Friday 7 June 2019

Seeing and believing on the BBC


The final episode of the three-part BBC series Victorian Sensations, broadcast on 5 June 2019, was titled ‘Seeing and Believing’.  It was presented by Philippa Perry, whose remit was to examine the last decade of the nineteenth century to show, at a time when established religion was under pressure, how the Victorians squared major scientific and technological developments with their interest in the paranormal, particularly life after death.  Perry is a psychotherapist who appears to have no credentials in this area and spent much of her time depicting wide-eyed awe.

It was a rich field to get her teeth into with only an hour to do it, and the result was not entirely satisfactory.  She began by describing Marconi’s work, noting the parallel between the development of wireless telegraphy and the possibilities of telepathy and contact with those in the afterlife, utilising the supposed ether. Such speculations demonstrated that the implications of scientific developments, such as communication at a distance by invisible means, could be co-opted by Spiritualists and psychical researchers.

Naturally we were shown examples of physical mediumship.  In a segment on spirit photography, Almudena Romero, not a noted expert and looking out of her depth, attempted to demonstrate the principles.  W T Stead’s Julia’s Bureau, set up to allow messages to pass between living and dead, and Stead’s association with Ada Goodrich Freer, with whom he conducted editorial meetings telepathically (though contrary to the impression given they did use the postal service as well), was the subject of some amusement.  Slightly off-topic was a segment on the fascination with life on Mars and its depiction in popular culture.

For part of the film Perry relied on the archive of the Society for Psychical Research at Cambridge, visiting the University Library to leaf through the records that make up the 1894 Census of Hallucinations and describe a crisis apparition.  The scientific and psychical researches of Sir Oliver Lodge (SPR president 1901-1903 and 1932) featured prominently, while other famous SPR members William James (SPR president 1894-1895), Alfred Russel Wallace and William Gladstone received name-checks.  Conan Doyle was shown getting his hands dirty going out on an SPR poltergeist investigation at Charmouth, in Devon.

Oddly, considering how prominent the SPR was in the programme, meriting first-billing in the acknowledgements at the end, nobody from the Society was interviewed.  Instead Matthew Tompkins popped up, presumably on the back of his Wellcome exhibition-related book The Spectacle of Illusion, to discuss Eusapia Palladino and some of the tricks mediums used in the séance room, including a demonstration of slate writing the secret of which, as a magician as well as a psychologist, he did not reveal.
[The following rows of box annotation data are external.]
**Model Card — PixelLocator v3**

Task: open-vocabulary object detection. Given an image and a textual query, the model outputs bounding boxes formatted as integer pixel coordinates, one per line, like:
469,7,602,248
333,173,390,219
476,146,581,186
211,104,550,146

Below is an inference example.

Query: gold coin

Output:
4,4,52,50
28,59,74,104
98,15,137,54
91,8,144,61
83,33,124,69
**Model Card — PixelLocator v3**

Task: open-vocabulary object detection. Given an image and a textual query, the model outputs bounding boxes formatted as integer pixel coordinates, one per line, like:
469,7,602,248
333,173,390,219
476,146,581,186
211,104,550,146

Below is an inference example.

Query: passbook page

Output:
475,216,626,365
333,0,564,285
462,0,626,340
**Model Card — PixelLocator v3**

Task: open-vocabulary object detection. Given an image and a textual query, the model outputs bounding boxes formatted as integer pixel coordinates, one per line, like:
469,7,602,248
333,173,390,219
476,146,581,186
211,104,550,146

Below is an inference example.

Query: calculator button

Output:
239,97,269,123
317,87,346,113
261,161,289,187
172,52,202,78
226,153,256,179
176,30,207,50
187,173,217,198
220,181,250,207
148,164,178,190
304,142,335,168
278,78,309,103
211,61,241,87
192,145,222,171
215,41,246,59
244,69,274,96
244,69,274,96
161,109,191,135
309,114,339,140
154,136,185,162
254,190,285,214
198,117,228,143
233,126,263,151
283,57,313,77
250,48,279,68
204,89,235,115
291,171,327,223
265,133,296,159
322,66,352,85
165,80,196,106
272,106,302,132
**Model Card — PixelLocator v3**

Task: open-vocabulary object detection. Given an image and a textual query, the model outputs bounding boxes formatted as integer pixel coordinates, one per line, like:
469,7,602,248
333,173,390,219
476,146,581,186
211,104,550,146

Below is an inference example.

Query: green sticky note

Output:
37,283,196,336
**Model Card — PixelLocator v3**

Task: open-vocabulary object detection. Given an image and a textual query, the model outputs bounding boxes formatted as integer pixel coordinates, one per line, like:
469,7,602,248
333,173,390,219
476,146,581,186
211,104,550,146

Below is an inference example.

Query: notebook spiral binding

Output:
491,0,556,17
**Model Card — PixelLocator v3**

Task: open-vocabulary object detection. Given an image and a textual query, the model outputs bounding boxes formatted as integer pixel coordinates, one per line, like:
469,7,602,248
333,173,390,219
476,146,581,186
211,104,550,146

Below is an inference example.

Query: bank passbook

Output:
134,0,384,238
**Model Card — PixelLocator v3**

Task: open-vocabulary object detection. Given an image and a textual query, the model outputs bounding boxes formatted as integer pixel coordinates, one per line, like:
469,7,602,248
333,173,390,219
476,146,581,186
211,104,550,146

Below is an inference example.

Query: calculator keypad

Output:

There was an intriguing programme trying to get out on the overlap between psychical research and the new medium of cinema, which early on began featuring spooky themes.  While there was a mention of Hove filmmaker James Williamson, as Perry pointlessly recreated his The Big Swallow, there was no reference at all to G A Smith, who would have exemplified the connections between psychical research – working as hypnotist, among other things, for the SPR – and later, as a colleague of Williamson’s, as a film pioneer.  Bryony Dixon, silent film curator at the British Film Institute, was interviewed at length and showed a variety of trick film snippets, so it was a surprising omission.  And if you are going to quote from Maxim Gorky’s famous essay beginning, ‘Last night I was in the kingdom of shadows,’ why call him ‘one early reviewer’ rather than give his name?

Despite the weaknesses it was good to see the SPR receive this much coverage in a mainstream programme, and treated with respect rather than as an organisation filled with cranks.  Perry was at pains to show the extent to which its activities fitted in with scientific explorations of new frontiers in the 1890s, ‘an era when anything seemed possible’ as she put it, hence the SPR’s ability to attract a wide range of members, many of them possessing a scientific background.

Unfortunately she laid on the eccentric persona a little thickly, with the time-wasting Williamson ‘tribute’, having her picture taken sitting in front of someone completely covered by a sheet as a ‘spirit photograph’, and recording a humorous message on an Edison phonographic cylinder (there was nothing on Edison’s interest in communication with the dead either), but the programme was enjoyable as far as it went.  A better one would have ditched the Mars section, good for a documentary in its own right, and focused on the other topics in greater depth.